For a long time, I treated S3 as a backup location for databases. After spending the last few months thinking about cloud architecture and designing Epsilon, I slowly learned that services like S3 can be a core storage component in a cloud architecture.
Here’s the gist of my previous thinking:
On a single instance of a database like MySQL, data are in two places: cached in the buffer pool in memory or on disk.

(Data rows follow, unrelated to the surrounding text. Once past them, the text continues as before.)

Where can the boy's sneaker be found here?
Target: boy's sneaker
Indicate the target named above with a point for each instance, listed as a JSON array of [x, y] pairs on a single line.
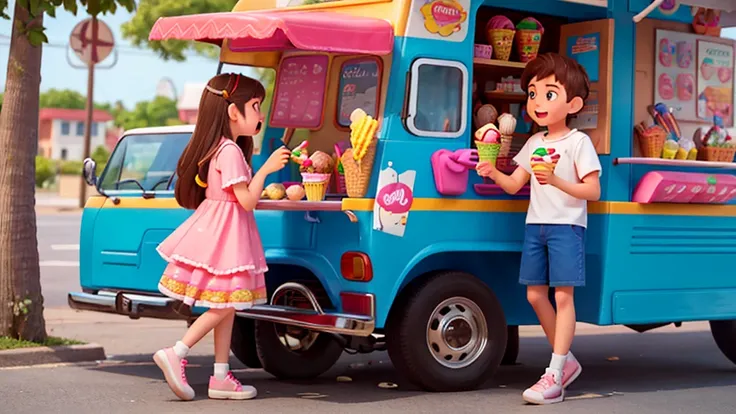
[[230, 389], [571, 371], [546, 391], [174, 370]]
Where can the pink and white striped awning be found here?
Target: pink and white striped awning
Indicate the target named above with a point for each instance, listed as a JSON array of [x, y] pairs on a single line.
[[259, 31]]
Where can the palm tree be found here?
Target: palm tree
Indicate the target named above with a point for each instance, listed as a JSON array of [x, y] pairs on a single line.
[[21, 302]]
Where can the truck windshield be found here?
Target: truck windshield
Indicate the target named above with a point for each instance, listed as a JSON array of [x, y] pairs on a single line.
[[144, 162]]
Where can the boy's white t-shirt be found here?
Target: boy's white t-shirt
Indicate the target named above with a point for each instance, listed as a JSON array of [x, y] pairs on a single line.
[[573, 157]]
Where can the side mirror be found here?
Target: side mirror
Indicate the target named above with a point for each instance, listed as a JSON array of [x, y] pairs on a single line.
[[89, 171]]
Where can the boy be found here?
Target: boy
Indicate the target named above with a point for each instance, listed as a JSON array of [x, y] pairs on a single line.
[[564, 170]]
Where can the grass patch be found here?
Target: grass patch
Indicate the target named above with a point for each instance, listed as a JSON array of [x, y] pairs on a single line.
[[10, 343]]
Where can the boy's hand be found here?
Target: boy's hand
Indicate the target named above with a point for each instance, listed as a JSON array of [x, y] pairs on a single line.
[[545, 177], [485, 169]]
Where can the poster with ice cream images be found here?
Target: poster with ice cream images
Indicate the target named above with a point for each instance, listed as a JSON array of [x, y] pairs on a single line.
[[715, 81], [393, 200], [674, 73]]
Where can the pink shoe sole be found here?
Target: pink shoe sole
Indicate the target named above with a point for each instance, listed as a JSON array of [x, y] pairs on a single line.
[[163, 363]]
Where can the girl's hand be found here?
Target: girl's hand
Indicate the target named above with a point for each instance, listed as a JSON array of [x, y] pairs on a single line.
[[277, 160]]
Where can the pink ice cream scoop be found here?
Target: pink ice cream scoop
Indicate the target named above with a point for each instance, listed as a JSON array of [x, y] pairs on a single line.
[[500, 22]]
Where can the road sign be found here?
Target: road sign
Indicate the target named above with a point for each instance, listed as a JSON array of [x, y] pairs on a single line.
[[92, 41]]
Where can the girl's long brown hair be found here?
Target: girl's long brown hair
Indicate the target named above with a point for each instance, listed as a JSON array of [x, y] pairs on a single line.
[[213, 124]]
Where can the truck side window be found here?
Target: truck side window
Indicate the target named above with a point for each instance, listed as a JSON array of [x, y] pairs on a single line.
[[144, 161], [437, 99]]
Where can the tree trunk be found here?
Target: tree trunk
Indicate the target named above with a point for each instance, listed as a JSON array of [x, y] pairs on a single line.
[[21, 302]]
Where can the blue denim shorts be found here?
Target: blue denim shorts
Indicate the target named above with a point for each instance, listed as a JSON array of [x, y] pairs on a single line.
[[554, 255]]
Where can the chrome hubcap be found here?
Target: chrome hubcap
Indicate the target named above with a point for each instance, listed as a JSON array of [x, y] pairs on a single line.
[[457, 333]]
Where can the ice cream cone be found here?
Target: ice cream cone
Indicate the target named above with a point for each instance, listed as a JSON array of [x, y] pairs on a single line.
[[502, 41], [315, 185], [527, 44], [488, 152]]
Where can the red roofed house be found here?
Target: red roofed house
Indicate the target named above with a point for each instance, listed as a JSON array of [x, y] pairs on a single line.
[[61, 132]]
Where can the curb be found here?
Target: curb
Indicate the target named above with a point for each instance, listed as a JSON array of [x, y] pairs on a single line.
[[51, 355]]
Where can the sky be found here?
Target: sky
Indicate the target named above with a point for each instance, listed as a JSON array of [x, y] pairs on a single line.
[[133, 78], [136, 73]]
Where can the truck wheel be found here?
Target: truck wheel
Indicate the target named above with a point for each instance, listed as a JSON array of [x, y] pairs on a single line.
[[243, 342], [289, 352], [449, 333], [512, 346], [724, 333]]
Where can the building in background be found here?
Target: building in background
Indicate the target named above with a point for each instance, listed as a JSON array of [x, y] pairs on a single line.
[[188, 103], [61, 132]]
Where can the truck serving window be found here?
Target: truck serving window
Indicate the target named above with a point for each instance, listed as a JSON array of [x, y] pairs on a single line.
[[145, 162], [437, 99]]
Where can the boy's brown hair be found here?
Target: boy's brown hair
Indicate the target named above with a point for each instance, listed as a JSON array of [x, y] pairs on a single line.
[[568, 72]]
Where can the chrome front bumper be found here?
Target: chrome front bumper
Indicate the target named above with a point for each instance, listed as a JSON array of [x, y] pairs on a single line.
[[149, 306]]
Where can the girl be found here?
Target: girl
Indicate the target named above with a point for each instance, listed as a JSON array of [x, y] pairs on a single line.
[[215, 257]]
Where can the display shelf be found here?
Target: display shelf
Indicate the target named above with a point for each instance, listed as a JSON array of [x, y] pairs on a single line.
[[506, 96], [288, 205], [498, 63], [674, 163]]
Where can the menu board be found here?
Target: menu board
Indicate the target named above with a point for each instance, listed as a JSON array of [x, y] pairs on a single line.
[[300, 90], [359, 83], [715, 81]]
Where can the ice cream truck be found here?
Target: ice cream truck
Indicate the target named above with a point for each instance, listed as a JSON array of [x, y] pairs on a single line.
[[406, 248]]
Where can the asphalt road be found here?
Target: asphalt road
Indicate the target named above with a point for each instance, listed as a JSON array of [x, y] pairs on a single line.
[[58, 248], [665, 371]]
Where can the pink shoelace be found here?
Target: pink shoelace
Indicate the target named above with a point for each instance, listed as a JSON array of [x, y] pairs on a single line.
[[184, 363], [544, 383], [230, 377]]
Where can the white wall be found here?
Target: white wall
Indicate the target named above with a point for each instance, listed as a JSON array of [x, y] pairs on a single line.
[[73, 143]]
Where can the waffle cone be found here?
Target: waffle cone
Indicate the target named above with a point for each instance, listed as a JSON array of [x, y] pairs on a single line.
[[527, 44], [358, 173], [502, 41], [544, 166]]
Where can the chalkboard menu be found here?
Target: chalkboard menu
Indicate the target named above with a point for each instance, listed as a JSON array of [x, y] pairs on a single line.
[[359, 83], [300, 91]]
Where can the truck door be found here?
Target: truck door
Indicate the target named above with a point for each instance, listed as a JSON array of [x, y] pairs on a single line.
[[138, 213]]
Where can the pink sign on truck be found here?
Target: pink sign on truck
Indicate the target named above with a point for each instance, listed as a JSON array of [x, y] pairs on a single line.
[[679, 187], [300, 91]]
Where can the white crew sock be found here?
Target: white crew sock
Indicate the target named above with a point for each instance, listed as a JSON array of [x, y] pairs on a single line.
[[181, 350], [221, 371], [556, 364]]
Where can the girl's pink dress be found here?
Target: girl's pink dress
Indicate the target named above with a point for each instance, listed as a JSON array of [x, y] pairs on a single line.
[[215, 257]]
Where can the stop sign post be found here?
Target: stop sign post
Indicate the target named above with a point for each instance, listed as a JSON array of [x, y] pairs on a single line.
[[92, 41]]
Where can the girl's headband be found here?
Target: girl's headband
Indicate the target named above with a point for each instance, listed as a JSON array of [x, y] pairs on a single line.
[[224, 93]]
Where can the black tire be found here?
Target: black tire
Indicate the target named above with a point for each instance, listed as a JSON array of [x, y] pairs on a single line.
[[283, 363], [407, 333], [243, 342], [512, 346], [724, 333]]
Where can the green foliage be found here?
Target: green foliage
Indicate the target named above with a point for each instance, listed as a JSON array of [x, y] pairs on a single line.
[[158, 112], [70, 167], [35, 32], [45, 170], [137, 29], [12, 343]]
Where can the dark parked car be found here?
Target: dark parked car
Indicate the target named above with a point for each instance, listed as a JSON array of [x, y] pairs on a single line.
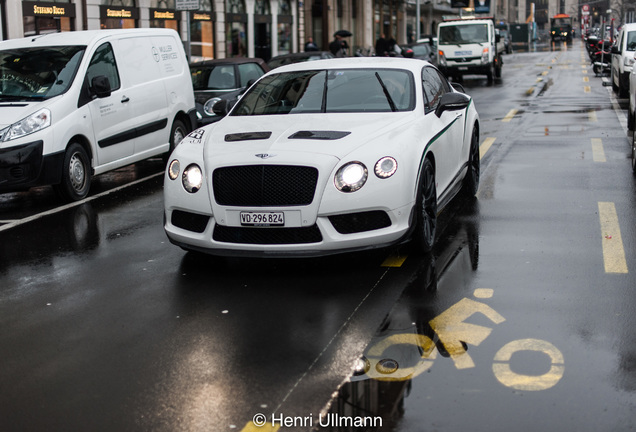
[[422, 51], [284, 59], [214, 80]]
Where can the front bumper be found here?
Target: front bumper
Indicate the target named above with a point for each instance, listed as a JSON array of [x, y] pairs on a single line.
[[329, 235], [24, 166]]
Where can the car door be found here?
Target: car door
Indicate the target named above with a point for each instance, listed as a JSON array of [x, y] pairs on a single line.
[[140, 59], [111, 116], [448, 130]]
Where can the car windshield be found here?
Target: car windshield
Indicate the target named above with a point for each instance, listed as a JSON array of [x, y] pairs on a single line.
[[465, 33], [38, 73], [217, 77], [330, 91]]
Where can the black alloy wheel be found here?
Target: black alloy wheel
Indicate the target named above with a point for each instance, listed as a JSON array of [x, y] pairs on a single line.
[[424, 236]]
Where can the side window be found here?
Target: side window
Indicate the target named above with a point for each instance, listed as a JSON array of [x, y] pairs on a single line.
[[249, 71], [103, 63], [434, 88]]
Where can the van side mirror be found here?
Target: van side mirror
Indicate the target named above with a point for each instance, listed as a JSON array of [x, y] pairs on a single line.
[[452, 102], [100, 86]]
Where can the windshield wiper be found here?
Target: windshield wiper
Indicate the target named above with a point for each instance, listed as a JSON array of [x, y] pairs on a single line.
[[14, 98], [386, 93]]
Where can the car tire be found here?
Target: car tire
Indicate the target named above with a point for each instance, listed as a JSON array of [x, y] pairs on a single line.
[[471, 181], [76, 174], [426, 210]]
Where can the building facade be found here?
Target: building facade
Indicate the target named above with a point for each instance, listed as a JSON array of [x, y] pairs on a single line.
[[265, 28]]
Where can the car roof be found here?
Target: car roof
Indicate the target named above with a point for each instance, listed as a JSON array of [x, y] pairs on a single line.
[[414, 65], [84, 38], [229, 60]]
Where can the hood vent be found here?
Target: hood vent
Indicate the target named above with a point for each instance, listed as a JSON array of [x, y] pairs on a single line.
[[247, 136], [321, 135]]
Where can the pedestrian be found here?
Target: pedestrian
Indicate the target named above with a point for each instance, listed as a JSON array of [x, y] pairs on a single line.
[[310, 45], [338, 47]]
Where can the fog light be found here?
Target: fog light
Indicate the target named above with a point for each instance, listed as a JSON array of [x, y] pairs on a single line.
[[192, 178], [173, 169], [385, 167], [351, 177]]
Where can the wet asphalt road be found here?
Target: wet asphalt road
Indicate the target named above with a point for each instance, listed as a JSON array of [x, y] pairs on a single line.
[[522, 319]]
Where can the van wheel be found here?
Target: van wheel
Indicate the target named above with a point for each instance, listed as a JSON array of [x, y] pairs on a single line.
[[76, 176], [177, 133]]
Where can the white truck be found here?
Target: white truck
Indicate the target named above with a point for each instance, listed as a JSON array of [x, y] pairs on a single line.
[[469, 46]]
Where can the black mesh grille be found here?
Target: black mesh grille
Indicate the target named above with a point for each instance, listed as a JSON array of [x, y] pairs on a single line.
[[263, 236], [264, 185], [360, 222], [189, 221]]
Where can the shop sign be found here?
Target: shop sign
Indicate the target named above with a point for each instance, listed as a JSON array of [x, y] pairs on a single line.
[[118, 12], [162, 14], [48, 9]]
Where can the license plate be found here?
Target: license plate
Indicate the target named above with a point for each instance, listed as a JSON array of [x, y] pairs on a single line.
[[262, 218]]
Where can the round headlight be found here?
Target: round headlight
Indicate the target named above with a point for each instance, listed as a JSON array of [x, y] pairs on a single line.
[[385, 167], [192, 178], [209, 106], [173, 169], [351, 177]]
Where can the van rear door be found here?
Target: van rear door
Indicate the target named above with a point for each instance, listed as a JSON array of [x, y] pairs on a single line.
[[141, 60]]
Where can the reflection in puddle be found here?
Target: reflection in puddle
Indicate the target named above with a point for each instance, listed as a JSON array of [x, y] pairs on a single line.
[[405, 345]]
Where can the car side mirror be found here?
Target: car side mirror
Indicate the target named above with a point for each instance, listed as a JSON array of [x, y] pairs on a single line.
[[100, 86], [460, 88], [452, 102], [221, 108]]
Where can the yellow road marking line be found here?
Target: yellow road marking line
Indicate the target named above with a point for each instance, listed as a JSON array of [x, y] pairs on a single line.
[[613, 251], [598, 153], [510, 115], [485, 146]]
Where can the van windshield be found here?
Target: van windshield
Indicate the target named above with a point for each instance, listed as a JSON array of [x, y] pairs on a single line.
[[38, 73], [463, 34]]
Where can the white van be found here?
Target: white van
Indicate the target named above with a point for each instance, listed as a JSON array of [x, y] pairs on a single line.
[[78, 104], [623, 59]]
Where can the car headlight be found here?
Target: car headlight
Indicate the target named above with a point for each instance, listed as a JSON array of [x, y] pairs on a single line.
[[385, 167], [351, 177], [192, 178], [173, 169], [37, 121], [209, 105]]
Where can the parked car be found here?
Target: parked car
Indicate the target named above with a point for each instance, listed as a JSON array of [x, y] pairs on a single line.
[[214, 80], [623, 59], [285, 59], [422, 51], [325, 157], [86, 102]]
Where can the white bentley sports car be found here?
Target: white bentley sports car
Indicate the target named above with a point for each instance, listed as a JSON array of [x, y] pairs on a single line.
[[325, 157]]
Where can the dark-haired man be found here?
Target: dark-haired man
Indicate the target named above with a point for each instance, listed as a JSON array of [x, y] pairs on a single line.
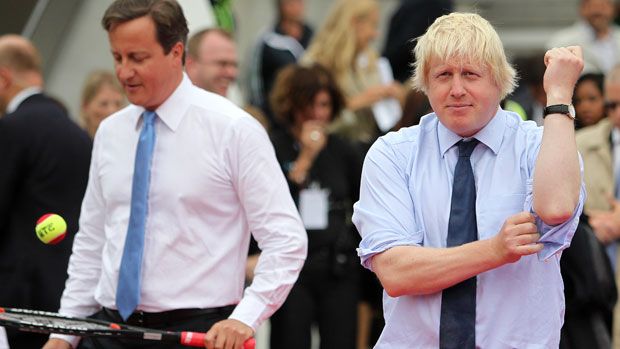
[[168, 251], [45, 159], [212, 62]]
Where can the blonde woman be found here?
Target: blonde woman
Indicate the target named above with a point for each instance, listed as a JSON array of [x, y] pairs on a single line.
[[342, 46], [102, 95]]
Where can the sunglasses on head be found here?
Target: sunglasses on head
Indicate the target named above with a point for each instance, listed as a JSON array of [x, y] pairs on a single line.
[[611, 105]]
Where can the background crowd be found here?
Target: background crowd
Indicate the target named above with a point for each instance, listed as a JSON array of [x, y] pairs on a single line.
[[324, 94]]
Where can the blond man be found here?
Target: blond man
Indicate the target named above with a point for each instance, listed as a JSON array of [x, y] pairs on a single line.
[[463, 217]]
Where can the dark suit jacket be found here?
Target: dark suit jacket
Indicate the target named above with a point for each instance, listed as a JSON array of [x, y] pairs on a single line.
[[44, 161]]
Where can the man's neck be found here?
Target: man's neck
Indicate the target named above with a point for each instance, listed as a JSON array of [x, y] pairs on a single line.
[[602, 34], [18, 95], [292, 28]]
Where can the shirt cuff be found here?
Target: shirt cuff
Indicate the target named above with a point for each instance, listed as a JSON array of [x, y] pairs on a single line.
[[249, 312], [557, 238]]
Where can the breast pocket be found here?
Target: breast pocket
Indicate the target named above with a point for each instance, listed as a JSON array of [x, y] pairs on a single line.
[[494, 211]]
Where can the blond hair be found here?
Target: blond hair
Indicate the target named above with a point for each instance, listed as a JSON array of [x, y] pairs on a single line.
[[19, 54], [466, 37], [335, 45]]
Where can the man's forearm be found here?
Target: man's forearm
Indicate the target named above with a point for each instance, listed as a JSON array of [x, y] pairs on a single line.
[[557, 176], [414, 270]]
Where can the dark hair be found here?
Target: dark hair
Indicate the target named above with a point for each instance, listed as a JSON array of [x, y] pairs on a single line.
[[170, 23], [597, 78], [295, 88], [193, 43]]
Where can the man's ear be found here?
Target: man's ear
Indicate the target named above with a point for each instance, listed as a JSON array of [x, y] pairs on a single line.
[[177, 50], [6, 78]]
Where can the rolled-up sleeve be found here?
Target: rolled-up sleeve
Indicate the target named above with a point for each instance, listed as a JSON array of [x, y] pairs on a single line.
[[556, 238], [384, 214]]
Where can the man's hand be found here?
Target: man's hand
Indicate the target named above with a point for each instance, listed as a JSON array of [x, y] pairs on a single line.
[[517, 238], [606, 224], [228, 334], [55, 343], [564, 66]]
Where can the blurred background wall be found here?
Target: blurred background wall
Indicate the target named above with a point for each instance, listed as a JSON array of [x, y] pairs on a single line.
[[72, 42]]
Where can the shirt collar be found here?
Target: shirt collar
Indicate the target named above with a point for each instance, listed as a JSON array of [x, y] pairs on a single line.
[[615, 136], [491, 134], [20, 97], [172, 111]]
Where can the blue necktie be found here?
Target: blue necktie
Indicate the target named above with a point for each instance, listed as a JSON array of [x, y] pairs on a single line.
[[128, 291], [457, 327]]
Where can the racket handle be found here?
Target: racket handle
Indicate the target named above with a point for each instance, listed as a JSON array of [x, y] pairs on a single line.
[[197, 339]]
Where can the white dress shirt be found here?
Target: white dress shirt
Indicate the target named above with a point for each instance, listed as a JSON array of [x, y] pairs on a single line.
[[214, 179], [405, 197]]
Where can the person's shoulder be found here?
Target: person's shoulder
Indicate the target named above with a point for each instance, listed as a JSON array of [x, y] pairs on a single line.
[[407, 139], [209, 104], [115, 121]]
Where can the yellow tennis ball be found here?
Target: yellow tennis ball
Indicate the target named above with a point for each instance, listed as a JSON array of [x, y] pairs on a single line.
[[51, 228]]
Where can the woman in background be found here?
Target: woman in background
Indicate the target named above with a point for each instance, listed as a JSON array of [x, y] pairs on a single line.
[[323, 173], [102, 96], [342, 46], [588, 100]]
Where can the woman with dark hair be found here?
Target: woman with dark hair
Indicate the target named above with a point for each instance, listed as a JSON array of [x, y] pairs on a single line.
[[323, 172], [588, 100]]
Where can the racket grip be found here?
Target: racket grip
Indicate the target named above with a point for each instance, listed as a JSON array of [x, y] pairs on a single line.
[[197, 339]]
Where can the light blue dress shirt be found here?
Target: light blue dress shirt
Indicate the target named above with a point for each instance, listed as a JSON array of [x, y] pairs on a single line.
[[405, 200]]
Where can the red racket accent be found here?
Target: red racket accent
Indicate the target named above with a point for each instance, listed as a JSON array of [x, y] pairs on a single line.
[[46, 322], [197, 339]]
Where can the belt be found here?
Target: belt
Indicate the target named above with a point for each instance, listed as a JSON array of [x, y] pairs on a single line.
[[143, 318]]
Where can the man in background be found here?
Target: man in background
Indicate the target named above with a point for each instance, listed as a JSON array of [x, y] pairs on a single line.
[[596, 33], [212, 62], [45, 158], [284, 44]]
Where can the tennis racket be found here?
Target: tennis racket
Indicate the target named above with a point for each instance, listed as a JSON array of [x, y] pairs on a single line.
[[46, 322]]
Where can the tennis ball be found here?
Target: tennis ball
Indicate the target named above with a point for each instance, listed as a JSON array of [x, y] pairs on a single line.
[[51, 228]]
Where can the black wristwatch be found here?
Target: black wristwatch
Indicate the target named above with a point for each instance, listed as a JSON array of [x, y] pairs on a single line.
[[566, 109]]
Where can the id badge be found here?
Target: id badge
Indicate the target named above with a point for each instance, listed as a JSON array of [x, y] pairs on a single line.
[[314, 207]]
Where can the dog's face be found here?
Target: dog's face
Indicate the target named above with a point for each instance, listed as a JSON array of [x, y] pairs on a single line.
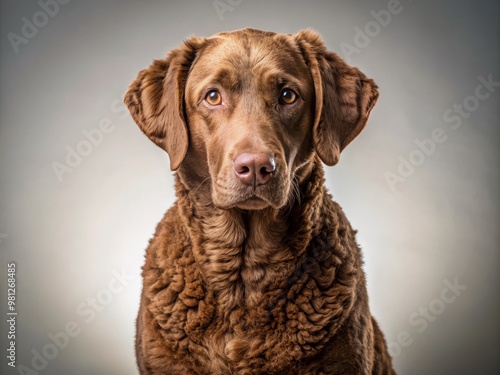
[[243, 112]]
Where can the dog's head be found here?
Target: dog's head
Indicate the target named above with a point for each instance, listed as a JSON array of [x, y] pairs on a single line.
[[243, 112]]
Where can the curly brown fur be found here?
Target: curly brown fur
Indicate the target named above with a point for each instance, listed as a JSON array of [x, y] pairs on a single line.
[[259, 277]]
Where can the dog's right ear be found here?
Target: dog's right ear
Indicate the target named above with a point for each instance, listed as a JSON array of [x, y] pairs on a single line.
[[156, 100]]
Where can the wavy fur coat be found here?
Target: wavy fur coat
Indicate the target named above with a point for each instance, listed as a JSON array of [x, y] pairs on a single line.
[[278, 289]]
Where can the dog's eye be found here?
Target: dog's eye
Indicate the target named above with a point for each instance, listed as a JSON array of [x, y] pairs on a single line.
[[288, 96], [213, 97]]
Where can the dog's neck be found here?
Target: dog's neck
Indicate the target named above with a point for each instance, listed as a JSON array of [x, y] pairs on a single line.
[[241, 252]]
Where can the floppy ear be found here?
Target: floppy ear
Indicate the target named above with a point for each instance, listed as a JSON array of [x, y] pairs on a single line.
[[156, 100], [344, 97]]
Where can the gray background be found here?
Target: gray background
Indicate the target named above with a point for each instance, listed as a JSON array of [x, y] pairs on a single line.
[[438, 224]]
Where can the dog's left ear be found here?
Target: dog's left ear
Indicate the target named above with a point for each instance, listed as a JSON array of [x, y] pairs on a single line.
[[156, 100], [344, 97]]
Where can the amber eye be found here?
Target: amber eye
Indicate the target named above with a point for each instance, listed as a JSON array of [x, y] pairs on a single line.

The disk is considered to be durable storage. For backups, depending on the strategy you use, you either end up with a single snapshot of the data or incremental pieces. Everything ends up going to S3 (or some equivalent) and stays untouched until you actually need to use the backups (maybe for disaster recovery).
Now, I believe that S3 can play a way more active role. What you can also do is add S3 as another storage tier.
Instead of treating S3 as some continuous backup destination, you can actually treat it like the system of record, i.e. what your storage system actually is. At that point, the disk starts to look like a cache, just like the buffer pool. But unlike the buffer pool, it’s a durable cache. But does it need to be?
At VividCortex, all of our “big” data are stored in Kafka before reaching MySQL. If we had continuous backups to S3, we actually wouldn’t require MySQL to be fully durable. There would be data that are in MySQL that haven’t reached S3 yet, but those are already durable in Kafka.
In MySQL terms, a MySQL instance just holds dirty data before checkpointing to S3. If we have a crash or instance failure, we recover using the Kafka log. Just like how pages can be read into the buffer pool on-demand from the disk, you can do the same using S3.
Redshift apparently does that already:
With this approach, you can scale compute independently of storage, which I think is a huge win.
If you want to learn more, I suggest watching Netflix’s talk from re:Invent 2016:
“Using Amazon S3 as the fabric of our big data ecosystem.”